Kalimantan Evangelical Church
|Church Family :|
|Based in :||Indonesia|
|Present in :|
|Member Of :|
|Associate Member Of :|
|WCC Member Since :||1948|
(Gereja Kalimantan Evangelis, GKE)
From 1835 to 1925 the Rhenish Missionary Society worked on the island of Borneo among the Dayak people. Progress was slow because the Dayaks held tenaciously to their traditional beliefs and practices, and also because of Muslim opposition. By 1925 there were only 5,400 Christians. From 1925-35 the Basel Mission took over but faced also many difficulties. The church became autonomous under the name Dayak Evangelical Church. It endured great hardships under the Japanese occupation. In 1950 the church adopted the name Kalimantan Evangelical Church, to express the fact that the entire island, where other tribes live besides the Dayaks, is the church's mission field (Kalimantan is the name of the part of the island belonging to Indonesia).
There are many ethnic groups in Kalimantan: Dayak, Banjar, Bugis, Java, Madura, Bali, Sunda, thus forming a pluralistic society of different cultures, customs and languages. Though there has been intermarriage and some assimilation of culture, tensions and conflicts remain. The church is aware of the fact that there are positive values in the customs and traditions of the ethnic groups of Kalimantan and that they relate in different ways to the Christian faith. The Muslim majority of Kalimantan is conservative and strongly influenced by local traditions and culture. In some areas migrants greatly outnumber the indigenous population. An example is the district of Pangkoh in Central Kalimantan. In 1980, it had a population of 6,000, mostly comprising people from the Dayak tribe. Within a few years the population increased to 56,000 due to migration. In 2000 communal violence erupted in Central Kalimantan, where the majority of the Christians live. It was not a Christian-Muslim conflict but ethnic violence marked by a resurgence of traditional belief in magic powers which resulted in killings. The fact that this could happen remains a problem for the church. The answer lies not so much with Christian-Muslim dialogue but rather in promoting activities of common interest for the different ethnic groups.

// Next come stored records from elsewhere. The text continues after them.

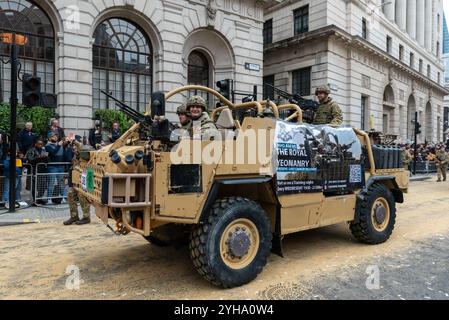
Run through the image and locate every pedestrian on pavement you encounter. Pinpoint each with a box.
[3,147,28,209]
[64,137,93,226]
[435,147,449,182]
[26,138,49,205]
[17,122,37,154]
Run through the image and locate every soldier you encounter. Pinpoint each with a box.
[64,137,91,226]
[186,96,220,140]
[176,104,192,130]
[402,147,413,170]
[313,86,343,126]
[435,147,449,182]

The GKE is spread over an area of 230,000 square miles and divided into four provinces, 64 parishes (or regions) and seven parishes in formation. A great problem is the lack of transportation for the pastors, teachers, and other church workers. The church participates in education and development through agricultural and technical schools (e.g. carpentry), rural development centres, health services in rural areas, several elementary schools and high schools, a university and some boarding homes. Pastors are trained at the theological seminary in Banjarmasin.